Aber sie wollen kein Risiko eingehen. Wenn auf der Polarstern jemand ernsthaft krank wird, dann muss das ganze Schiff umkehren und die Reise unterbrechen. Mit 40 Mann Besatzung und 55 Wissenschaftlern an Bord. Denn Häfen, Krankenhäuser, Infrastruktur gibt es auf dieser Reise nicht. Nur Eis. Und Felsen. Die Hubschrauber an Bord haben eine Reichweite von zwei-, höchstens dreihundert Kilometern. Das reicht nicht, um jemanden nach Feuerland auszufliegen – oder gar nach Neuseeland.
Langes Gespräch über Ernährungsgewohnheiten und die Angst vor der Seekrankheit. „Nehmen Sie Ingwerpulver mit, am besten aus dem Bioladen“, ist sein Tipp, „ein Teelöffel unter die Zunge, das hilft. Sanfter als die Pflaster, und Sie sind nicht so weggetreten.“ Naja. Ich ziehe es vor, nicht erst seekrank zu werden.
Und dann: Eine Baracke am Stadtrand, Außenstelle des AWI, Bekleidungskammer. Auf einmal haben wir die Sachen in der Hand, die uns schützen und wärmen sollen in zweieinhalb Monaten. Fellmütze. Thermohose. Kleidsames Straßenarbeiterorange. So wird man in der Gletscherspalte nicht so leicht übersehen. Ein schwarzer Troyer Größe 58, in dem ich versinke wie in einem XXXL-Eisbärenfell. Daunenweste, Arbeitshandschuhe Gummi. Arbeitshandschuhe Thermo. Guido bestellt uns noch ein drittes Paar Stiefel, mit Innenschuh und Thermosohle. Eine Wollmütze, eine dunkle Sonnenbrille. Spezielle Gesichtscreme.
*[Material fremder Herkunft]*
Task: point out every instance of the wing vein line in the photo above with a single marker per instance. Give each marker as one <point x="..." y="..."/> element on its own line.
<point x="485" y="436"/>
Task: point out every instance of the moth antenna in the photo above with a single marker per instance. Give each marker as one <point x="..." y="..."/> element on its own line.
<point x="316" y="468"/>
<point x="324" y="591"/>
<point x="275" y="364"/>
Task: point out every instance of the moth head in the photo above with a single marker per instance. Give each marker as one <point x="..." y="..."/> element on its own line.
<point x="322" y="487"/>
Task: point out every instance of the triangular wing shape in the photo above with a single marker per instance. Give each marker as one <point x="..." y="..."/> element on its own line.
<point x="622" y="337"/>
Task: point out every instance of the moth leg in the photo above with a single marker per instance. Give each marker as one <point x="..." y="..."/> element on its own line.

Die Jungs von der Kleiderkammer arbeiten ihre Ausrüstungsliste ab, Punkt für Punkt, und freuen sich an unserer Begeisterung. Viele Sachen haben Gebrauchsspuren – wo die wohl schon waren, wer damit wohl schon am Nordpol unterwegs war? Auf einmal sind wir Shackleton und Scott und Amundsen und all die anderen Abenteuergestalten aus den Kinderbücher, und es wird fassbar: es gibt diese Reise wirklich. Es wird wirklich kalt. Und „Guido Kilbert“ und „Kai Voigtländer“ steht wirklich auf den vier olivgrünen Seesäcken.
Letzter Akt: Mit der Plombierzange versiegeln sie die Säcke. Die sehen wir erst in Wellington wieder, an Bord der Polarstern. In zweieinhalb Monaten. Übermorgen.